6) God spoke through those who were not prophets or apostles

Even if one wants to argue that apostles and prophets do not exist today, there are still plenty of examples of others who were used to speak forth prophecy or used in other extraordinary gifts. Here is a smattering from the New Testament:

  • Stephen (Acts 6:8)
  • Philip (Acts 8:4-7)
  • Ananias (Acts 9:17-18)
  • The 120 believers at Pentecost (Acts 2:4)
  • Cornelius and his household (Acts 10:46)
  • Agabus (Acts 11:37-38; 21:10-11) – he was not an apostle, but was a prophet
  • The Ephesian disciples (Acts 19:6)
  • The Galatian believers (Gal 3:5)
  • The Corinthian believers (1 Cor 14)

This should give courage to those of us who are not actually apostles or prophets (most of us!). God wants to utilise his people in such ‘charismatic’ activities since he has been doing such from the beginning.

7) The great testimony of the charismata in church history

I have already written on this topic before, which you can find here. But suffice it to say, there are plenty of examples of God, by his Spirit, speaking and acting out the charismata as found in 1 Corinthians 12.

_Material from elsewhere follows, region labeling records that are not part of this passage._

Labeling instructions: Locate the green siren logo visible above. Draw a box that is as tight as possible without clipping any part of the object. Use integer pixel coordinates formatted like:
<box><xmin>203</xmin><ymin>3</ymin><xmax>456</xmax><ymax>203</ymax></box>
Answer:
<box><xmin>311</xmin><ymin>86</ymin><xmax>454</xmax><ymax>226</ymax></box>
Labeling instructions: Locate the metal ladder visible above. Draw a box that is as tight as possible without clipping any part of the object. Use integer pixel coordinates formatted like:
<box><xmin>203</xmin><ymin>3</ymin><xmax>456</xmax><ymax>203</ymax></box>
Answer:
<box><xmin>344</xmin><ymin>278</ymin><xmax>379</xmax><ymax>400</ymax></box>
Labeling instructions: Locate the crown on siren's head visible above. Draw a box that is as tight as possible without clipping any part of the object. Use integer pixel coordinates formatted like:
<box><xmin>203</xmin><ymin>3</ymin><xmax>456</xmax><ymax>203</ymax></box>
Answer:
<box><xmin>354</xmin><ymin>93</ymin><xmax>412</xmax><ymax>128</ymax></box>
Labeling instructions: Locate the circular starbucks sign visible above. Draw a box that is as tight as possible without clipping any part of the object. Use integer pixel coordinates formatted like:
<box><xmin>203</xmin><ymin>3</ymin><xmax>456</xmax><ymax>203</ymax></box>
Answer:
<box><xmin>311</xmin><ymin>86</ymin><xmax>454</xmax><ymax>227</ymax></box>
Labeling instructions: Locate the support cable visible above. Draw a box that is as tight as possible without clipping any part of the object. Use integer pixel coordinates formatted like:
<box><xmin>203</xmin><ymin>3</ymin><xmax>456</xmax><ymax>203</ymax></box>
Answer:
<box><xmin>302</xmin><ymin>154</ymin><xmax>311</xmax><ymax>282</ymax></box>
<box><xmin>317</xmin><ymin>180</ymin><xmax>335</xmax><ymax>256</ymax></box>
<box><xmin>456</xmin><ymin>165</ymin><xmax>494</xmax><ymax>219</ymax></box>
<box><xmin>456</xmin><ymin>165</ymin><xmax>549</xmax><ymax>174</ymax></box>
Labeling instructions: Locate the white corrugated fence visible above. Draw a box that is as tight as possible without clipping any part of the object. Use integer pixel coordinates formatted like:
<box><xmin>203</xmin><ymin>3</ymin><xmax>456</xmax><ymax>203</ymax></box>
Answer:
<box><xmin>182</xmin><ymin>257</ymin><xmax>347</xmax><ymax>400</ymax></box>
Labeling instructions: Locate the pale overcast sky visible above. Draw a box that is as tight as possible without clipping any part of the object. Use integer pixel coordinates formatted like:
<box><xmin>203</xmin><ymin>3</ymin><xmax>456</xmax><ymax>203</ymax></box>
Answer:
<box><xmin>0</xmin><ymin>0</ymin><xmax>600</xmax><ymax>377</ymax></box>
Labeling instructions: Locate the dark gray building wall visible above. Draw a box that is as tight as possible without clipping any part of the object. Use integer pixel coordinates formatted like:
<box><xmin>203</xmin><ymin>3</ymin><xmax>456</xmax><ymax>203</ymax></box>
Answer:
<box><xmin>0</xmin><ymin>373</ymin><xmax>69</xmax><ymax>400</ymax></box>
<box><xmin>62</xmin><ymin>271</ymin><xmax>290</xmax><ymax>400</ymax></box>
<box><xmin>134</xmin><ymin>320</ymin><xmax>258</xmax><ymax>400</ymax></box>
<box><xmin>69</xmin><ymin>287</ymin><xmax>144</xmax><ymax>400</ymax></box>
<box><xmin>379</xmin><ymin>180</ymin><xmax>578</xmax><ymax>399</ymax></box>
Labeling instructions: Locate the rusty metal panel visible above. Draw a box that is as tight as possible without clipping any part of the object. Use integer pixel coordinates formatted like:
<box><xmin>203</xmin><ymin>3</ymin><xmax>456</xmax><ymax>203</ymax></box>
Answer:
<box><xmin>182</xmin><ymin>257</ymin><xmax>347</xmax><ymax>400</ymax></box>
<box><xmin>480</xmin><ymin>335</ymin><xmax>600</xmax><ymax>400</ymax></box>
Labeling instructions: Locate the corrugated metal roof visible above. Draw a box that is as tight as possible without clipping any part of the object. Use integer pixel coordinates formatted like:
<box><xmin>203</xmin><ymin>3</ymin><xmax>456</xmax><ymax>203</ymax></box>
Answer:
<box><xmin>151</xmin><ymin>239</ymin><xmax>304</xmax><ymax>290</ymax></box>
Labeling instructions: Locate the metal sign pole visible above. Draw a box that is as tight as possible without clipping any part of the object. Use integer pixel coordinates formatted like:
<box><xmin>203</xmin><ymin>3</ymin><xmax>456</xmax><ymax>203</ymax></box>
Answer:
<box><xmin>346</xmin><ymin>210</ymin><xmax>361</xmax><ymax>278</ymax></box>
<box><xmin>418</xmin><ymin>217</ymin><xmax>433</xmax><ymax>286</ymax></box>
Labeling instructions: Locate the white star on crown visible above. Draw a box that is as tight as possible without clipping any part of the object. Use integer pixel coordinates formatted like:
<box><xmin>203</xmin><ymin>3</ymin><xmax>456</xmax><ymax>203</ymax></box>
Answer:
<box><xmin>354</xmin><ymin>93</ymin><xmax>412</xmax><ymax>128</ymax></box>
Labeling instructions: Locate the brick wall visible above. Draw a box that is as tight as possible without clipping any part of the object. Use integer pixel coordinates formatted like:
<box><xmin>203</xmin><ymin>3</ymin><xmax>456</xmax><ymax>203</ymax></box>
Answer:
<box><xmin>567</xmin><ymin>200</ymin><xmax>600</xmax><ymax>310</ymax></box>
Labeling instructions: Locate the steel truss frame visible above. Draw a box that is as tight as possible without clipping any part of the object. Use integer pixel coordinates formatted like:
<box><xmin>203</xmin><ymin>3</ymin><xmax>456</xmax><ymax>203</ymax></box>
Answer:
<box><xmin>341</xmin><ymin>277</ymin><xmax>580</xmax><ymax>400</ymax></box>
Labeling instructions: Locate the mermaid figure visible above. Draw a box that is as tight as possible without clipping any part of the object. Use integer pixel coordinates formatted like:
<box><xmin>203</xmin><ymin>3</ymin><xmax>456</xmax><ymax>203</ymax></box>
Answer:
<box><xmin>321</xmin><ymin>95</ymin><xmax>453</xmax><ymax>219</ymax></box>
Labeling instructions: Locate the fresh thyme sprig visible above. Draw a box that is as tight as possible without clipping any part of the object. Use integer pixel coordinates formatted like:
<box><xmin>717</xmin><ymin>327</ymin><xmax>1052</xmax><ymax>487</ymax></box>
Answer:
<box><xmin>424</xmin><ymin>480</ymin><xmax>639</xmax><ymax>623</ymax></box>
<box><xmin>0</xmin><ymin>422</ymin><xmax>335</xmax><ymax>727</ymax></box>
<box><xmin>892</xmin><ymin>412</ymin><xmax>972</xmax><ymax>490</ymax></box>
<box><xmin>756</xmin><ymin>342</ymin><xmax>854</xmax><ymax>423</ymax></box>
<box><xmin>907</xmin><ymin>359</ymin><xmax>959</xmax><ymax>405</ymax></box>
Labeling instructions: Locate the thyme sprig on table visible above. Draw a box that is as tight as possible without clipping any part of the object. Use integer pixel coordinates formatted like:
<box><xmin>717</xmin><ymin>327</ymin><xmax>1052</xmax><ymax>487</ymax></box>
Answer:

And, a great resource to look at would be The Century of the Holy Spirit: 100 Years of Pentecostal and Charismatic Renewal by Vinson Synan. He takes time to chronicle what has happened over the past 100 years or so with the rise of the Pentecostal and charismatic movements. In today’s world, it is estimated that there are some 500 million believers associating themselves within the Pentecostal, charismatic or neo-charismatic branches of the church. And the accounts of God’s activity by his Spirit continue on into the 21st century.

Also, another book I have been made aware of, but have not yet been able to read, is Charismatic Gifts in the Early Church by Ronald Kydd.

So, suffice it to say, I find it extremely hard to argue for the cessation, or ceasing, of certain gifts of the Spirit. For me, there is an overwhelming biblical, theological and historical positive case for the continuation of such.